Son passé est marqué par une enfance plutôt malheureuse, avec le
divorce de ses parents alors qu'elle était âgée de trois ans. Sa
mère, psychologiquement instable, a tenté un suicide avec ses deux
filles. Son père affichait des moeurs libérées, organisant des
parties fines à la maison. L'accusée dit avoir subi les
attouchements de celui-ci et avoir été violée par un oncle.

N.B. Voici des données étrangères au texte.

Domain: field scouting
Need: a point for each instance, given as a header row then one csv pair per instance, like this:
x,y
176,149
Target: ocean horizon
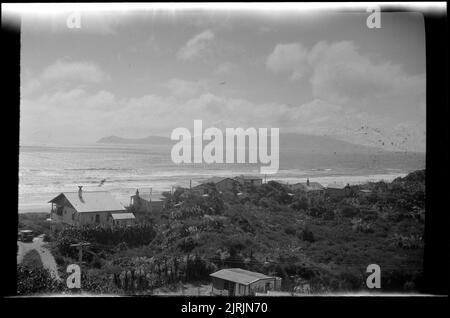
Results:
x,y
46,171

Sur le plan scolaire, elle se trouve en échec, dotée d'un quotient
intellectuel à la limite inférieure de la moyenne. Jeune adulte,
elle effectue quelques petits métiers, avant de se faire entretenir
par des hommes plus âgés.
Malgré ces relations avec des hommes riches, elle n'a elle-même
jamais accumulé d'argent. Le million promis par Edouard Stern a eu
pour elle un aspect symbolique très important, au moment des faits,
a encore expliqué l'expert.
ap/ats/ant
Plusieurs témoins font faux bond
Les témoins se sont faits plus rares, jeudi après- midi, au procès de la meurtrière présumée du banquier français Edouard Stern. Faute d'avoir les personnes en chair et en os, les avocats ont demandé la lecture de passages de leur déposition.
Il en a été ainsi de la tante de l'accusée, qui a recueilli Cécile B. adolescente, lorsque que celle-ci se trouvait dans un asile psychiatrique. Cette femme a rappelé que Cécile B. a été élevée par une mère dépressive et un père qui cherchait, a ses yeux, «trop le contact» avec ses deux filles.

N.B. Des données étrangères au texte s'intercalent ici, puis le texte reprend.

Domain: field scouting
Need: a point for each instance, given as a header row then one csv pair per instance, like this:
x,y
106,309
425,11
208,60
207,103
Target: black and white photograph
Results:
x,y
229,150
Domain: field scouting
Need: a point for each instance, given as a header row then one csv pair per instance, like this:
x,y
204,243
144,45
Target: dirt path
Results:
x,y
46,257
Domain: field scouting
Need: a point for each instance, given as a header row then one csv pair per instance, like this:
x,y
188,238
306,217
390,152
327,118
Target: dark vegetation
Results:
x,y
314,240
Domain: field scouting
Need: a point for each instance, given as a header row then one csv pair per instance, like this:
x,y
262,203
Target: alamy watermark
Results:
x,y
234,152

La tante a également évoqué la relation tumulteuse qu'entretenait sa nièce avec Edouard Stern. Ce dernier téléphonait tout le temps à sa maîtresse, de jour comme de nuit. Selon la tante, Cécile B. voulait mettre fin à cette liaison, mais Edouard Stern venait tout le temps la chercher.
A la barre, le masseur thérapeute de Cécile B. a déclaré avoir eu la même impression du rapport qui liait les deux amants. «Elle me racontait qu'il la harcelait, la poursuivait, l'espionnait». Selon ce témoin, l'accusée voulait arrêter de le fréquenter, mais lui était accro.
Elle ne savait pas comment s'en débarrasser, a demandé au masseur Marc Bonnant, l'avocat des enfants d'Edouard Stern. «Exactement», lui a-t-il répondu. «Eh bien, elle a trouvé le moyen», s'est exclamé le représentant de la partie civile, avant de se rasseoir.
Des passages de la déposition d'une amante d'Edouard Stern ont ensuite été lus aux jurés. Leur liaison a duré de 2002 à la mort du banquier en février 2005. Selon cette femme, ils entretenaient des relations intimes normales. Le soir du drame, elle a envoyé un «bonne nuit» à son amant par SMS, qui est resté sans réponse.